Scenario 1 — Source is in place: navigate to the source directory and re-run the build commands from install.sh.
Scenario 2 — Source is in src/: navigate to the extracted source inside src/ and run the same build commands.
After building, install.sh typically copies the resulting binary to the install directory. Repeat that copy:
cp <binary> $ROOT/installed-tests/pts/<test-name>-<version>/
Results persistence
After each test run, append the result to the session's results store.
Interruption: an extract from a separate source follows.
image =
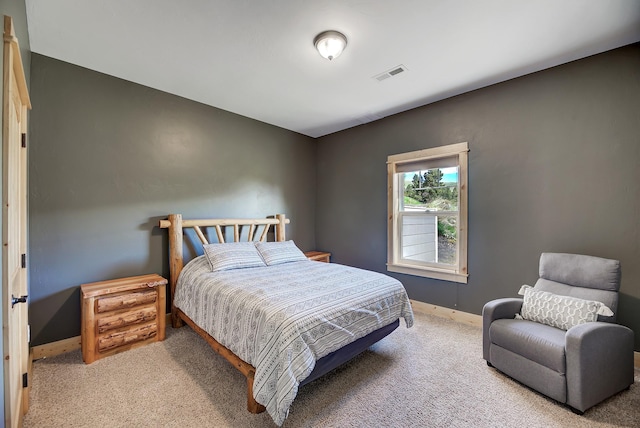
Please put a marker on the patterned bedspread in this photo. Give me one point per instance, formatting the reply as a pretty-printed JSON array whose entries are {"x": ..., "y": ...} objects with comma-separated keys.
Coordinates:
[{"x": 283, "y": 318}]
Location: files/pts-results.json inside the session folder (the path is listed in <session_context> at the top of each conversation). If no session context is available, use ~/.pts-results.json.
Format:
{
"results": [
{
"test": "pts/mt-dgemm-1.2.0",
"score": 2.361582,
"unit": "GFLOP/s",
"hib": 1,
"timestamp": "2025-04-11T16:00:50Z",
"label": "baseline",
"notes": ""
}
]
}
Use label to tag runs (for example, "baseline", "after-avx512", "round-2"). When reporting results, look up prior entries for the same test name and report a delta if found.
Key file reference
| File | Location | Purpose |
|---|
generated.json | test-profiles/pts/<test>-<ver>/ | unit, hib, run_time_avg, honors_cflags, scales_cpu_cores |
install.sh | test-profiles/pts/<test>-<ver>/ | build and install steps; use as a guide for rebuild and source preparation |
test-definition.xml | test-profiles/pts/<test>-<ver>/ | human-readable test description |
pts-install.json | installed-tests/pts/<test>-<ver>/ | compiler flags used at install time |
<test-name> | installed-tests/pts/<test>-<ver>/ | entry-point script; parse to find the compiled binary path |
For full PTS CLI reference, see the upstream documentation.